On 2026-05-10 22:47, Bruno Haible wrote:
Paul Eggert wrote:
+# define _GL_TYPE_SIGNED(t) \
+ (_Generic ((t) {0}, \
+ bool: 0, char: CHAR_MIN < 0, signed char: 1, unsigned char: 0, \
+ short int: 1, unsigned short int: 0, int: 1, unsigned int: 0, \
+ long int: 1, unsigned long int: 0, long long int: 1, unsigned
long long int: 0, \
+ float: 1, double: 1, long double: 1))
1) What about implementation-defined integer types, such as __int128 [1]?
The compiler will diagnose the error, compilation should fail, and at
that point we can fix things as needed, which should be pretty
straightforward.
I hope that the GCC bug gets fixed before that happens, though; then we
can simply supply a default: case that will work fine, without diagnostics.

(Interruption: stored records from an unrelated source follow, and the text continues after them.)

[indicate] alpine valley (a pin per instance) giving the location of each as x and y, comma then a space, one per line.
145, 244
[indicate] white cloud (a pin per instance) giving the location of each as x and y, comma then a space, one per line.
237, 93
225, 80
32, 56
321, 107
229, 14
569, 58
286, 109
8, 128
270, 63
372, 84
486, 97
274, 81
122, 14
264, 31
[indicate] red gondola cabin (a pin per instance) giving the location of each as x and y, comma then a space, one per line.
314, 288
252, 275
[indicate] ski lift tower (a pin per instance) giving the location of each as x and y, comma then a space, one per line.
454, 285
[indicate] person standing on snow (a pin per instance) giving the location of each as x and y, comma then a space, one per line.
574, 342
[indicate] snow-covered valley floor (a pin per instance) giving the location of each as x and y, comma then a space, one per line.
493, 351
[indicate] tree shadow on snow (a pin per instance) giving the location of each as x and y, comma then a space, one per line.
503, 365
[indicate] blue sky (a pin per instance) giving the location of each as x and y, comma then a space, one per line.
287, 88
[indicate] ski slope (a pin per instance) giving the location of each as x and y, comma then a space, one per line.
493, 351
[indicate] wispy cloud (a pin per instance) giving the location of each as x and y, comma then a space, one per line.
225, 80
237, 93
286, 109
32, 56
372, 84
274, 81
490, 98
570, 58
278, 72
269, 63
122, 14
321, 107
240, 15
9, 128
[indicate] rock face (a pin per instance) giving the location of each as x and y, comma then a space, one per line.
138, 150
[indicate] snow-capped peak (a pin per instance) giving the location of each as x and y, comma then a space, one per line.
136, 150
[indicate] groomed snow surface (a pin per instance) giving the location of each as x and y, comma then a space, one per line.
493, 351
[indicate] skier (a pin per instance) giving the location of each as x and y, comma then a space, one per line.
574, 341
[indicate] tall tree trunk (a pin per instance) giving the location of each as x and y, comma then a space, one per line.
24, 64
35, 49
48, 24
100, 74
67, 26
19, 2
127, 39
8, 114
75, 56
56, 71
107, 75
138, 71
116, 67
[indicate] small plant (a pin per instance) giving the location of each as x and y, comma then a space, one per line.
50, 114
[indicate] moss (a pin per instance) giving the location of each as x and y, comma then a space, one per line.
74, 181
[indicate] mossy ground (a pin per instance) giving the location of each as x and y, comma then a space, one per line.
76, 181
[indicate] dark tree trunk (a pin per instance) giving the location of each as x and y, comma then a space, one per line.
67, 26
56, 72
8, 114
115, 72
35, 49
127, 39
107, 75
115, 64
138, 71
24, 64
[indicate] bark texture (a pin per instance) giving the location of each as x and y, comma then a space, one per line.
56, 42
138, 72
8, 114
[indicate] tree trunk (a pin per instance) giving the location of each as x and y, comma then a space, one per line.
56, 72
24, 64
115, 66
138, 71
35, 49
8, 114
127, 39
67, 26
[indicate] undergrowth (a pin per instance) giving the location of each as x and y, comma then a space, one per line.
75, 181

2) I've come to dislike _Generic, because it does not work in C++ mode
(except in clang++):
Yes, _Generic is a pain in general. Here it's not as bad though, because
it need not be used in C++.
#if (defined __GNUC__ && __GNUC__ + (__GNUC_MINOR__ >= 9) > 4 && !defined
__cplusplus) /* C mode */ \
|| (defined __clang__ && __clang_major__ >= 3) /* both C and C++ mode */ \
|| (defined __SUNPRO_C && __SUNPRO_C >= 0x5150) /* C mode */ \
|| (__STDC_VERSION__ >= 201112L && !defined __GNUC__) /* C mode */
# define HAVE__GENERIC 1
#endif
Yes, it does seem that nearly every file that tests whether _Generic
works uses a different heuristic to check. At least intprops.h has an
excuse for being different, as these _Generics are to improve the
quality of diagnostics, not for correctness, so it's OK if the test for
simplicity's sake excludes some platforms.